Although Youtube will not allow me to embed this, I have wanted to share a particular clip of consecration and con-celebration in the Byzantine rite. The video is of a Patriarchal Divine Liturgy celebrated by Kyrill in the Russian Orthodox cathedral in Moscow, one of the most liturgically competent places in the world, a Slavic version of Rome under Enrico Dante: http://www.youtube.com/watch?v=4RGK3Qf0M4A
A few things worth knowing:
- The liturgy is not sung in Russian, but in Church Slavonic, a language which predates modern Russian, but which the Church of Russia retained after it ceased to be the tongue of most people. A native Russian speaker tells me it is mostly intelligible to Russians, much like how Latin is intelligible to French and Italian speakers.
- The clip begins with the "Holy, Holy, Holy" or Sanctus as we know it. The first words the celebrant sings aloud (at 0:09) are "Take, eat, this is my Body which is broken for you, for the forgiveness of sins" followed by "Drink of this all of you, for this is My Blood in the new Covenant, which is poured out for you and many for the forgiveness of sins." As stated elsewhere, the Byzantine rite treats this moment as a pretext or introduction to the anaphora rather than as the actual moment of consecration.
- The two deacons "offer" the bread and wine to God in a sacrificial manner as the celebrant sings "We offer You Your own from What is Your own, from all and for the sake of all" at 1:09.
- None of the clergy are using service booklets, they have the necessary parts committed to memory.
- The consecration begins at 2:55 when the celebrant says "Send down Your Holy Spirit upon us and upon these gifts here offered." The deacon points with his orarion (stole) to the bread saying "Bless the Holy Bread, Master" and the celebrant continues "and make this bread the precious Body of Your Christ." The deacon points to the chalice and makes the same remark again and the celebrant again continues "and make that which is in this chalice the precious Blood of Your Christ." He then blesses both elements saying "changing them by Your Holy Spirit." The deacons reply "Amen! Amen! Amen!" The clergy prostrate before the Body and Blood of Christ. The celebrant, as a bishop, is then re-vested in preparation for Holy Communion by removing his omorphion (pallium), a symbol of his authority. The Embodied Icon: Liturgical Vestments and Sacramental Power in Byzantium page 20 describes the omorphion as a symbol of the bishop representing Christ. After the consecration the vestment comes off as the Presence of Christ completes the fullness of revelation and reduces the celebrating bishop to the status of a mere priest.
- The consecration is done quietly with regard to the congregation in attendance. Other than "Take, eat" and a few other bits they must unite themselves in prayer and pay attention to the work of the clergy in the Holy Place (sanctuary) to know what is transpiring when.

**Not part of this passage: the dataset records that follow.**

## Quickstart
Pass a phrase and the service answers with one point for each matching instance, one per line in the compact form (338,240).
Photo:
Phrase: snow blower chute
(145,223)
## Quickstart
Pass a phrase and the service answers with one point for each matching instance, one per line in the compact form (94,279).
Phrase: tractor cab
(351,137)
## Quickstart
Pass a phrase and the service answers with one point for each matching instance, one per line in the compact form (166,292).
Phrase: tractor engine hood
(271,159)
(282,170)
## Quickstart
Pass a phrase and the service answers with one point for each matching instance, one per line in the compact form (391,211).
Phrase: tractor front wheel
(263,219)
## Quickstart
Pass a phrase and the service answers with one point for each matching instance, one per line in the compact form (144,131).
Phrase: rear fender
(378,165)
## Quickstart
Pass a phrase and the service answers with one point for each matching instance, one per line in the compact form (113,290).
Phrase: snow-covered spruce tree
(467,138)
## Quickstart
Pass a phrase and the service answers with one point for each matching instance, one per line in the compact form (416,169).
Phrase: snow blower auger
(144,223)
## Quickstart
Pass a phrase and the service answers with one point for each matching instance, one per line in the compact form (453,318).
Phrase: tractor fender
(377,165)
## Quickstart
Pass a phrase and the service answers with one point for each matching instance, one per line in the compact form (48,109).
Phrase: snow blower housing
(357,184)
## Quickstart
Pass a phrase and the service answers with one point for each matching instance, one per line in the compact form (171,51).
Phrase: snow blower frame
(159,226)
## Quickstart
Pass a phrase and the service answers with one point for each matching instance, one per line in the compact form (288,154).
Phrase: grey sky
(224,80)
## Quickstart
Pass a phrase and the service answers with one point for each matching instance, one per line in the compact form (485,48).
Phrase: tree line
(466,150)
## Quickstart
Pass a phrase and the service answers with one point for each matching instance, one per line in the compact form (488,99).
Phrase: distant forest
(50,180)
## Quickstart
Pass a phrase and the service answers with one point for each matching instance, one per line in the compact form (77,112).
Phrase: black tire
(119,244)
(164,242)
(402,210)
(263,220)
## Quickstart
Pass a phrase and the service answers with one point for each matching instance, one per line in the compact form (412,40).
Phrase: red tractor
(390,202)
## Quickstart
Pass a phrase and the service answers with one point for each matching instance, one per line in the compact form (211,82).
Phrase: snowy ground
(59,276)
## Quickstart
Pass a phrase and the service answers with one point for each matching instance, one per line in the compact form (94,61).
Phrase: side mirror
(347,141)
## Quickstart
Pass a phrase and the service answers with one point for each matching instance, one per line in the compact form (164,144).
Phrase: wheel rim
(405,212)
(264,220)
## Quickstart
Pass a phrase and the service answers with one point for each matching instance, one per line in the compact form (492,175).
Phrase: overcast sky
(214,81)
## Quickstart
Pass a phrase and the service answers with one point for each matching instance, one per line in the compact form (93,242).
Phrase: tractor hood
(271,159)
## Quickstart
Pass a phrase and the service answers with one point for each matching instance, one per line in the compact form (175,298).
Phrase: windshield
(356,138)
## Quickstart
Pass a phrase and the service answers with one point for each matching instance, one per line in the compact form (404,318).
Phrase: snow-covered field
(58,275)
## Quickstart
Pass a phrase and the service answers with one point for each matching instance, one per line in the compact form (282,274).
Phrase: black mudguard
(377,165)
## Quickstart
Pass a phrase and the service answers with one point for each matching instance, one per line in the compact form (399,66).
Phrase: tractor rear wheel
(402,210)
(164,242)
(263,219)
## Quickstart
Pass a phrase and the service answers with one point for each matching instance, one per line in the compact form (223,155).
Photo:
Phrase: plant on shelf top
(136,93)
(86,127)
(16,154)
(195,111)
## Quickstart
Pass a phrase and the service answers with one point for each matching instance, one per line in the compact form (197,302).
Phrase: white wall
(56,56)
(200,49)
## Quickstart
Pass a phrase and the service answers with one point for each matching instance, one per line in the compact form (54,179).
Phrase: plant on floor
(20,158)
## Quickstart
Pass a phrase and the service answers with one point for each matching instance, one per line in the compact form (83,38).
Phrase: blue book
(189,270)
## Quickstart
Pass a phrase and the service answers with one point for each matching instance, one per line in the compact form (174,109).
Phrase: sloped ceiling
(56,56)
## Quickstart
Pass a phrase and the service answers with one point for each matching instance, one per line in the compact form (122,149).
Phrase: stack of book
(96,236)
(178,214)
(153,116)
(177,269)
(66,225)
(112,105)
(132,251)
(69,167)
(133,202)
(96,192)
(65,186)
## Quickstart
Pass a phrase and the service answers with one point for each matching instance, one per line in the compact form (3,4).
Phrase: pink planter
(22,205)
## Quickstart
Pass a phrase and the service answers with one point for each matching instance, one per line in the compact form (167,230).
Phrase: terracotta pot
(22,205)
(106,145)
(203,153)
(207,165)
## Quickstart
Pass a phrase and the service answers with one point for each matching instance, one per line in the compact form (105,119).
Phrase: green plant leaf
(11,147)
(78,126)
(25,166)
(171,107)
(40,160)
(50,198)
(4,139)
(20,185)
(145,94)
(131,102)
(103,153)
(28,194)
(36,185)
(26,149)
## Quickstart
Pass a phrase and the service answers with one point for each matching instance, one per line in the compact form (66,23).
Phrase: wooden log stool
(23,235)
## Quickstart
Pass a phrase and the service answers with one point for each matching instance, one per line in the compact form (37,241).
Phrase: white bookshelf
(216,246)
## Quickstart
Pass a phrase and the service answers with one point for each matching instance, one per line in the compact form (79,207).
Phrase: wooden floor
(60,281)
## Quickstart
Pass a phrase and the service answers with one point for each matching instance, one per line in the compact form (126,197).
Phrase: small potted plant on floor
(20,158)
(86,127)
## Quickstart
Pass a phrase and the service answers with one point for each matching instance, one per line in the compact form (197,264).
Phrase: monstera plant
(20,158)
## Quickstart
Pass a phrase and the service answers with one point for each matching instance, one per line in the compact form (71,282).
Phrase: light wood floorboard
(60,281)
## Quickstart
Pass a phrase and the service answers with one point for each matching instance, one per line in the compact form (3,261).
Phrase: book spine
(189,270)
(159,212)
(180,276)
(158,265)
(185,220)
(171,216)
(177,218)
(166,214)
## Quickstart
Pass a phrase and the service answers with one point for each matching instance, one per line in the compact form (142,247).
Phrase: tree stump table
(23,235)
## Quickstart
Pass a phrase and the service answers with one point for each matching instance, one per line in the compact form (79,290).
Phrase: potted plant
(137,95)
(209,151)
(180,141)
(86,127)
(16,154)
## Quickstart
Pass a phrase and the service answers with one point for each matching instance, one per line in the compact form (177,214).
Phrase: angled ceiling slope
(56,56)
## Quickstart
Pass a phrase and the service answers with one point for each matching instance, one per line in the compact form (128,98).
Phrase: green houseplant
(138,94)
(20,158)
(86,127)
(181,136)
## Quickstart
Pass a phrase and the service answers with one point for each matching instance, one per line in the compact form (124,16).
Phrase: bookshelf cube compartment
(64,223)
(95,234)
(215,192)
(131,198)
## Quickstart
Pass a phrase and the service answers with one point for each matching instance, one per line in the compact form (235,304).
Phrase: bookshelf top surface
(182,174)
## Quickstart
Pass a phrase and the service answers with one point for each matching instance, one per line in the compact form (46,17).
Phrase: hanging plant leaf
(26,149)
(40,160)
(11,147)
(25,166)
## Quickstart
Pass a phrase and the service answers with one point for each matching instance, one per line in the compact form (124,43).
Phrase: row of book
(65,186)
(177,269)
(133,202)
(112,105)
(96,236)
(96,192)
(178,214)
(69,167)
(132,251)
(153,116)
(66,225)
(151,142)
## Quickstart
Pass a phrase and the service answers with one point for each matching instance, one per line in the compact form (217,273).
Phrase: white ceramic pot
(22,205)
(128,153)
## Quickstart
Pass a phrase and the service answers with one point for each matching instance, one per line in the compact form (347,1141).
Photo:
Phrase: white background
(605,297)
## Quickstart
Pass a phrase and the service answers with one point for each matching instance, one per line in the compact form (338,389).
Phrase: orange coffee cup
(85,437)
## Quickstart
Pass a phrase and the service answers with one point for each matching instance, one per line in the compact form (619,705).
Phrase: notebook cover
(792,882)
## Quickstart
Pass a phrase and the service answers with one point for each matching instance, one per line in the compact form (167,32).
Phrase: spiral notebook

- The con-celebration is tasteful. Only the celebrant says the principle parts. A reasonable number of clergy surround the altar, no more. A clear power structure is apparent in who does what. They are not taking turns talking to one another. I wonder if con-celebration was once done this way in the Roman rite (as Innocent III attests to doing with the cardinal-priests of Rome on special feasts) rather than the modern way so common in the Mass of Paul VI. I remember a friend commenting that the Dominicans at Blackfriars in Oxford had con-celebration down to such timing that they sounded like robots: "Take me to your leader. This is my body."